La ministre française de l’Environnement et de l’Energie, Ségolène Royal, a inauguré en Normandie un prototype de route produisant de l’électricité ou route solaire « Wattway ». Les panneaux recouvrant les routes ont été fabriqués dans l’usine de la société coopérative SNA, qui emploie 70 personnes dans le département français de l’Orne. La technologie française Wattway est appelée à s’exporter, la ville canadienne de Calgary et l’état américain de Géorgie en ayant déjà fait l’acquisition. Au total, la SNA fabriquera 7 000 mètres carrés de dalles photovoltaïques destinées à des parkings et routes solaires Wattway partout dans le monde.
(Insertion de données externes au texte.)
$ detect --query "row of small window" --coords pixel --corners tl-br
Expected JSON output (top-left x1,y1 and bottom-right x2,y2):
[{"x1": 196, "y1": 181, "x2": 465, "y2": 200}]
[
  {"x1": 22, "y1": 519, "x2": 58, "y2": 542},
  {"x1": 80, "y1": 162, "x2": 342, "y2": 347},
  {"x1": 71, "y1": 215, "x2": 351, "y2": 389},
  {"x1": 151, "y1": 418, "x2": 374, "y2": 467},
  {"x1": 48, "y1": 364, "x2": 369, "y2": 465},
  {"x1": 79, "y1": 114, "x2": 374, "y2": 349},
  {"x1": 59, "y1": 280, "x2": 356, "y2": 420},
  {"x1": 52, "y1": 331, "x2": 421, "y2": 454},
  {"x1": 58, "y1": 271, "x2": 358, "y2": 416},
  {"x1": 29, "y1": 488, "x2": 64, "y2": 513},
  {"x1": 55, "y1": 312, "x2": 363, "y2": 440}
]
Pour compenser les coûts élevés de production, la tendance actuelle sur le plan international est l’intégration des panneaux à des matériaux d’usage quotidien. En octobre, l’Américain Tesla Motors avait créé la surprise avec ses tuiles doublées de panneaux solaires sur des toîts de maison. D’autres compagnies intègrent des composants photovoltaïques aux façades. Le Français Colas, avec la technologie Wattway, chasse sur les terres du Suédois Scania et de l’Américain Solar Roadways, qui fabriquent également des panneaux solaires intégrés aux routes, soit des routes solaires.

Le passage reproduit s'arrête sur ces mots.